Sunday 19 February 2017

A Different Political View

For a minute let's look at the most powerful economies on earth. As it is my blog, and I am Canadian, I will make it a top-eleven list.

These are, (GDP)
1 USA $15.68 trillion
2 China $8.36 trillion
3 Japan $5.96 trillion
4 Germany $3.4 trillion
5 France $2.61 trillion
6 UK $2.44 trillion
7 Brazil $2,25 trillion
8 Russia $2.01 trillion
9 Italy $2.01 trillion
10 India $2.01 trillion
11 Canada $1.82 trillion

How does that work out on a per-capita basis? Of course, I am only talking about the countries on the list of economic big players.

1 Canada $52.218
2 USA $49,965
3 Japan $46,720
4 Germany $41,514
5 France $39,771
6 UK $38,514
7 Italy $33,048
8 Russia $14,037
9 Brazil $11,339
10 China $6,188
11 India $1,489

What these two tables tell us is interesting. The gross GDP list tells us who the big players seem to be, and the second tells us which ones are too poor to really present a powerful competitive threat to anybody else on the list.

For example, India makes the tally of economic giants only if the first list is considered. They have an impressive $2.01 trillion dollar GDP, but that only works out to $1,489 per person.

Should the number one country on list one (the USA) need to worry about the economic threat posed by India. I wouldn't think so. Should they worry about China as a competitor, or Brazil, or Russia?

These countries really don't fill the same kind of niche that the USA does, or that the USA wants to fill.

Who then, are the competitive economic super power?

Let's drop the poor nations off. This leaves;

1 USA
2 Japan
3 Germany
4 France
5 UK
6 Italy
7 Canada

The idea should be competition between these nations.

Right-wing people in North America (Canada and the USA) think the way to compete is to cut social programs. This is quite ridiculous.

All except the USA have universal health care, and by not having it has not allowed the USA to pull ahead.

Let's say one of these countries decides to ditch all social programs. For argument, let's make that country be Canada.

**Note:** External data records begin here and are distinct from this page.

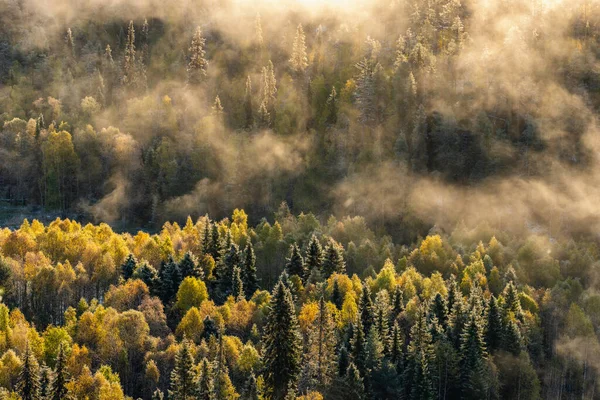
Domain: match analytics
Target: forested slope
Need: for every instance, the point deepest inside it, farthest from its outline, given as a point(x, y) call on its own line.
point(296, 308)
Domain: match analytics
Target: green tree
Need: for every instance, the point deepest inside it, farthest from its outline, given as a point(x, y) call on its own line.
point(183, 380)
point(281, 344)
point(28, 383)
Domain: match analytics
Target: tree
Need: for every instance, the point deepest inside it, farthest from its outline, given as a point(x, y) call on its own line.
point(237, 285)
point(28, 384)
point(129, 63)
point(366, 309)
point(205, 384)
point(60, 381)
point(198, 64)
point(188, 266)
point(249, 272)
point(299, 59)
point(281, 344)
point(183, 380)
point(333, 260)
point(295, 264)
point(248, 108)
point(128, 267)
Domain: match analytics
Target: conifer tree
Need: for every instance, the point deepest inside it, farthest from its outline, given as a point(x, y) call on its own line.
point(337, 297)
point(473, 360)
point(183, 379)
point(237, 285)
point(45, 382)
point(343, 361)
point(314, 256)
point(366, 310)
point(149, 276)
point(205, 383)
point(128, 267)
point(198, 64)
point(188, 266)
point(129, 63)
point(333, 260)
point(250, 391)
point(299, 59)
point(440, 311)
point(281, 343)
point(28, 383)
point(59, 383)
point(419, 357)
point(493, 328)
point(295, 264)
point(249, 272)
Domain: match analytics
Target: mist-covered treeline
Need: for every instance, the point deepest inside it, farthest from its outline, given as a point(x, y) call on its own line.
point(295, 308)
point(410, 113)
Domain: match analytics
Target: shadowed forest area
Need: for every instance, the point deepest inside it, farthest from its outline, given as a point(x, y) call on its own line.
point(414, 189)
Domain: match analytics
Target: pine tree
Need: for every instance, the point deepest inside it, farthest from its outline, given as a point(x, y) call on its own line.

We would become a nation of unprotected workers, old people needing to work until they drop, no consumer protection, or environmental programs, or job security. It doesn't sound like a very pleasant place to live or to work. Countries without social programs do not exist on the top 7 list at all. They are all much, much farther down the list, and are relatively insignificant.

I took both of my lists from nationmaster.com, which gets all of their information from the CIA World Fact-book.

You can keep going down the list of top GDP countries, and match that with the list for GDP per capita. You will not find any country that is both significant overall, and on a per-person basis without strong social programs.

Perhaps both left and right-leaning people should adopt some sort of level-playing-field view of social programs.

Let's say one of those countries decides to give every citizen a summer home in the tropics, they should say to themselves, "this is out of line with what our competitors are doing, and will likely hurt us." A country resisting universal health care should also say, "this is out of line, and will hurt our people, and hurt our ability to compete as result."

Welfare? Same test. Giving the needy $1,000,000 a year is out of line and is too much, just as providing the poor with nothing is also out of line, and too little.